Exhibit SD1: Entry Years and Approximate Age Range of Treatment Cohorts in Study at Beginning of Follow-up Period

Rule 4: Exclude High School Graduates with No Listed Social Security Number
We exclude from our baseline sample of high school graduates any high school graduate who does not have a valid social security number listed in the Texas data.
We make this choice because social security numbers are the mechanism by which we observe earnings of individuals in Texas’ UI wage records.
Merging High School Data (TEA)
For each high school graduate in our baseline sample, we compile data from Texas Education Agency (TEA).
Data Captured from Texas Education Agency (TEA)
- Date of birth
- Race / ethnicity
- Gender
- High school attended
- High school attendance record
- High school disciplinary record
- Share of high school courses failed
- Number of core AP (Advanced Placement) courses passed
- High school IEP (individualized education plan) status
- High school LEP (limited English proficiency) status
- High school “economically disadvantaged” status (based on eligibility for US Department of Agriculture’s “free or reduced-priced lunch” program, US Department of Health and Human Services’ “Temporary Assistance for Needy Families” program, and other subsidies)

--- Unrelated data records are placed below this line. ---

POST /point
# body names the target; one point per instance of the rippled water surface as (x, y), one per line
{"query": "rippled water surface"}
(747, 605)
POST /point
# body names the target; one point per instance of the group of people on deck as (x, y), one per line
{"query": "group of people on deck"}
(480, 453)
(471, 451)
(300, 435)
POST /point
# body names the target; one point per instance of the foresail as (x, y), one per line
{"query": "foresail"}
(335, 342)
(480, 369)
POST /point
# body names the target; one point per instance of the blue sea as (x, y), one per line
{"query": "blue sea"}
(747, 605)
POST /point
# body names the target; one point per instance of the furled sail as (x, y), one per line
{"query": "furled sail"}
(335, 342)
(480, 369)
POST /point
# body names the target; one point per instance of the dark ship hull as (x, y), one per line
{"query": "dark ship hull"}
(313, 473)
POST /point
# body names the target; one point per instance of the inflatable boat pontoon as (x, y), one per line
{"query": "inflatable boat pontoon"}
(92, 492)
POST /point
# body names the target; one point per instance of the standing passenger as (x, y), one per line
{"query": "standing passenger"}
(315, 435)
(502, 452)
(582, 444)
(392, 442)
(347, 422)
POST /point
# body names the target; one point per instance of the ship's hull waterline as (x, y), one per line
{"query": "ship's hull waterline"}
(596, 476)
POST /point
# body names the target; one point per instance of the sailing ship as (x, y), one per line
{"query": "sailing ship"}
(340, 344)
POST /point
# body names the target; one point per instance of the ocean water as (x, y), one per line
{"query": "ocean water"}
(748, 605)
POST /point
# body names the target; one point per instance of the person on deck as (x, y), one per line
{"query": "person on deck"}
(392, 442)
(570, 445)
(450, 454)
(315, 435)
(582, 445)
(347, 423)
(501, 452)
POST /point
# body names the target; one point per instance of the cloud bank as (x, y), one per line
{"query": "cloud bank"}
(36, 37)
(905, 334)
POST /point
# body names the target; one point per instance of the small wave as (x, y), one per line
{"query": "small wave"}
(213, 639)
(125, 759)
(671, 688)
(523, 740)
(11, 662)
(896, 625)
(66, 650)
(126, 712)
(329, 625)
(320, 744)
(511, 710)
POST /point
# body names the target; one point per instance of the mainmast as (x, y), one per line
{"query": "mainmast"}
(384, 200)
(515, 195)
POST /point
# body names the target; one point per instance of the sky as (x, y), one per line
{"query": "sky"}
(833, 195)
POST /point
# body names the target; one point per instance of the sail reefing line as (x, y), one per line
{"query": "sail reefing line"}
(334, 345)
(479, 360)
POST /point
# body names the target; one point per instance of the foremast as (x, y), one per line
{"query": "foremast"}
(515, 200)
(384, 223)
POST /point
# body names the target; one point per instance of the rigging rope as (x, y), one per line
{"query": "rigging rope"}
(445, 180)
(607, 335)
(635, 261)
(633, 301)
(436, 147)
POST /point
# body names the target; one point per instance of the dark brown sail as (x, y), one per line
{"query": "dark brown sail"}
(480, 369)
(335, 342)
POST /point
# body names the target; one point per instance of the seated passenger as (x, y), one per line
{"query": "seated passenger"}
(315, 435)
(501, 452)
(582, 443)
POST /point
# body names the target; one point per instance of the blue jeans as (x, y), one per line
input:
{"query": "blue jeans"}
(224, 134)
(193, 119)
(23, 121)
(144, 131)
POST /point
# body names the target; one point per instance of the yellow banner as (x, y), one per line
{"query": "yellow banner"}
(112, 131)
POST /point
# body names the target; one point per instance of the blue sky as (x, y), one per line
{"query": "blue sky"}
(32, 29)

- English and math standardized test scores
For test scores, we capture data from the STAAR test of algebra 1 (usually taken in 9th grade), the STAAR test of English II (usually taken in 10th grade), from the TAKS test of 9th grade math, and from the TAKS test of 10th grade reading.
We do not capture students’ high school GPAs. They are not included in the TEA data files.
Merging Postsecondary Data (THECB, NSC, IPEDS)
For each high school graduate in our baseline sample, we merge data from the Texas Higher Education Coordinating Board (THECB), from the National Student Clearinghouse (NSC), and from the Integrated Postsecondary Education Data System (IPEDS).
Data Captured from the Texas Higher Education Coordinating Board (THECB)
- Institutions entered and dates of enrollment (in Texas)
- Degrees and credentials attained and dates of attainment (in Texas)
- Course enrollments and credit loads, per semester (in Texas)
- Admissions information for students in certain 4-year institutions (in Texas)
- Federal, state, and institution-issued grant aid (THECB’s Financial Aid Database Report)
- Waivers or exemptions from tuition and fees (THECB’s Financial Aid Database Report)
Data Captured from the National Student Clearinghouse (NSC)
- Across the US, institutions entered and dates of enrollment
- Across the US, degrees and credentials attained and dates of attainment
Data Captured from the Integrated Postsecondary Education Data System (IPEDS)
- For any Texas institution attended, published tuition and fee schedules (in-state, out-of-state, and in-district). Some 2-year institutions in Texas have discounts for local (“in-district”) students.
- For any Texas institution attended, institution-wide selectivity, Pell Grant share, total enrollment, and other institution-level descriptors.
Merging Earnings Data (TWC)
For each high school graduate in our baseline sample, we merge quarterly earnings data available to us from the Texas Workforce Commission (TWC).
We tabulate earnings data for students starting in the quarter after their enrollment. This means, for example, that our first year earnings tabulations for a student who enrolls in September of a given year and for a student who enrolls in January of a given year will both involve four quarters of earnings and will both start immediately after their actual enrollment.
When students have extreme outlier earnings we reduce those earnings entries to the 99th percentile of earnings. We do this to mitigate the distortionary effect that occasional outlier earnings values would have on our estimates.
Texas UI wage records, while they contain information on a large majority (>90%) of earnings and workers in Texas, have limitations. For example, they do not record earnings by the self-employed, earnings by federal employees, or out-of-state earnings.